Sabe quando você chega a sentir que as peças estão se encaixando e virando um conjunto coerente? Há certas ocasiões em que isso acontece e alavanca um salto qualitativo. Quem me dera dotar cada post com uma capacidade assim!

De qualquer forma, quero aproveitar que tive um momento assim durante o Seminário A Sociedade em Rede e a Educação (#vivoeduca) para compartilhar umas fontes de conhecimento.

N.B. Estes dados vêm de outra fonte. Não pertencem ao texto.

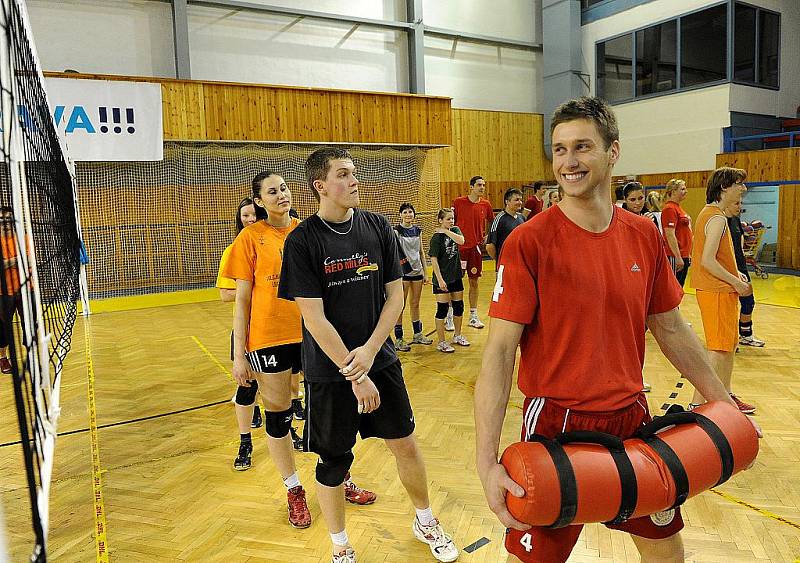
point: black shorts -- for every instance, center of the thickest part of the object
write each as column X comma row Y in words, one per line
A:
column 275, row 359
column 452, row 287
column 332, row 418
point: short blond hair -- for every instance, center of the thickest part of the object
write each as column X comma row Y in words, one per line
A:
column 672, row 185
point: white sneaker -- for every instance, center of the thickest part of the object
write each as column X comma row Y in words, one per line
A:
column 420, row 338
column 474, row 321
column 751, row 341
column 460, row 340
column 445, row 347
column 442, row 546
column 347, row 556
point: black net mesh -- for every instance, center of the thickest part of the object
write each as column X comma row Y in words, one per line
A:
column 162, row 226
column 40, row 267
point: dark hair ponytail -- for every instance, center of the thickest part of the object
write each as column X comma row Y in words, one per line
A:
column 242, row 204
column 261, row 213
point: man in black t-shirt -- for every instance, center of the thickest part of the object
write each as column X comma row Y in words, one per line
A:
column 505, row 222
column 341, row 267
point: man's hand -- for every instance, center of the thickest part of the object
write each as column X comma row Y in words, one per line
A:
column 367, row 395
column 358, row 362
column 743, row 288
column 496, row 482
column 241, row 372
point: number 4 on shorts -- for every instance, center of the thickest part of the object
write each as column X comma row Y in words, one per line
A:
column 526, row 542
column 498, row 286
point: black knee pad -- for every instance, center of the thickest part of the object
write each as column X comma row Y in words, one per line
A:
column 246, row 396
column 277, row 424
column 748, row 304
column 331, row 472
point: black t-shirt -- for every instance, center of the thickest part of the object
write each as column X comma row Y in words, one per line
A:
column 348, row 272
column 501, row 227
column 445, row 250
column 737, row 232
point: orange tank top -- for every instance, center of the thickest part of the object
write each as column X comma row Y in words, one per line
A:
column 702, row 278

Há algumas semanas, recebi um exemplar do livro “Conexões empreendedoras: entenda por que você precisa usar as redes sociais para se destacar no mercado e alcançar resultados”, escrito pelo Renato Fonseca de Andrade, que trabalha como consultor do Sebrae-SP e escreve o blog Conselheiro Criativo. Em meio a tantas andanças, afazeres e leituras, acabei demorando em fazer uma resenha, mas agora vejo o livro se encaixar perfeitamente em várias coisas acontecendo.

Começando pelo tema educação: já nas primeiras partes do livro, Renato conta sobre as perguntas que as pessoas fazem a ele, inclusive “se a gente aprende a empreender na faculdade da vida, vale a pena estudar?”. Como ele explica, empreender implica em aprender o tempo todo e também em riscos. É justamente aí que a educação faz a diferença: ela acelera, antevê, acondiciona os fatores de risco. E, como o livro trata de conexões, redes sociais, networking, temos aí um segundo fator para comparar a discussão do livro com a do evento.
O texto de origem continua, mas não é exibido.